Porque viver é um risco imenso, há um certo encanto na sobrevivência porque nela não arriscamos, só nos protegemos. Não criamos riscos porque queremos a segurança, não ousamos fazer diferente para não parecermos ridículos. Há um encanto na sobrevivência porque nos sentimos protegidos e sabemos com o que contar. Basta esperar e ver o que dá, ou melhor, se alguém faz diferente, se alguém avança, se alguém ousa lançar os dados primeiro. Quem não arrisca não cai, ou a probabilidade de cair é muito menor, só que quem não arrisca também não se reinventa, não recria e não recomeça; mantém-se em segurança, vigilância e em sobrevivência. Não temos todos de arriscar da mesma forma nem com a mesma garra e determinação, mas precisamos todos de viver, recomeçar e fazer o que ainda não foi feito.
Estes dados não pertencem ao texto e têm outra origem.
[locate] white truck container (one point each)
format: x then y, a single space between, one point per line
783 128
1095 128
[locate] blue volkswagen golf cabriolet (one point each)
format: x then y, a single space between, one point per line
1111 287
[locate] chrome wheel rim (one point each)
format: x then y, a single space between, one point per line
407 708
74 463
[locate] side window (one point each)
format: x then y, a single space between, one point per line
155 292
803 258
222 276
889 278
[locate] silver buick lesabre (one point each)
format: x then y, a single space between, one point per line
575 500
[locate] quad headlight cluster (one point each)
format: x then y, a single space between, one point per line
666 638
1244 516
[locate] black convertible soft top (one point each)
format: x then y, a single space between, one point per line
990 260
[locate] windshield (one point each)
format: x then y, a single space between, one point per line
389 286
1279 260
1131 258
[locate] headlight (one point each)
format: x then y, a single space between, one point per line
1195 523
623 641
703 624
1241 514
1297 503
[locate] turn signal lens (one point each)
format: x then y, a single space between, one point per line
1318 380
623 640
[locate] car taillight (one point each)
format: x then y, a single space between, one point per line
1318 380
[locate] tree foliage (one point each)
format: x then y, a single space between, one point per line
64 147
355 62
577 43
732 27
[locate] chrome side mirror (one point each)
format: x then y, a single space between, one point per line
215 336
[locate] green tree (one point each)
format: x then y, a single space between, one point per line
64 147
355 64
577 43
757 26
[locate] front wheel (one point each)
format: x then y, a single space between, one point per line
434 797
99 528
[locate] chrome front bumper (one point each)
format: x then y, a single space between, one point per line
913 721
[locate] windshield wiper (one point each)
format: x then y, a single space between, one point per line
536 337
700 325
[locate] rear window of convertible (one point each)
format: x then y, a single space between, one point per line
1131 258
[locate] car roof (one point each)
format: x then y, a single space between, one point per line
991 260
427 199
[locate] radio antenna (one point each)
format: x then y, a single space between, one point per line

Precisamos de criar alternativas, de criar recursos, de pensar para além do que temos e sentimos ter.
E sim, há beleza nas quedas e a vida tem sempre uma forma muito sua de cuidar de nós, por muito negro que seja o tombo, o panorama, a linha de partida ou a meta. Há uma beleza no arriscar, no recomeçar, no fazer diferente. Há uma beleza intrínseca no erro, no pontapé mal dado ou na bola que passa por cima da trave porque só marca e arrisca ganhar, quem não teme rematar e quem o faz as vezes necessárias para viver como deseja. E o mais giro de tudo isto é descobrir que o maior crescimento não nasceu com o golo marcado, mas com o treino contraído para aprender a marcá-lo. E sim, cada queda, cada falha, cada passe dado sem êxito aparente trouxe um crescimento e uma aprendizagem imensa. E essa, mesmo que ninguém a veja, trouxe um sentido de vida à própria vida.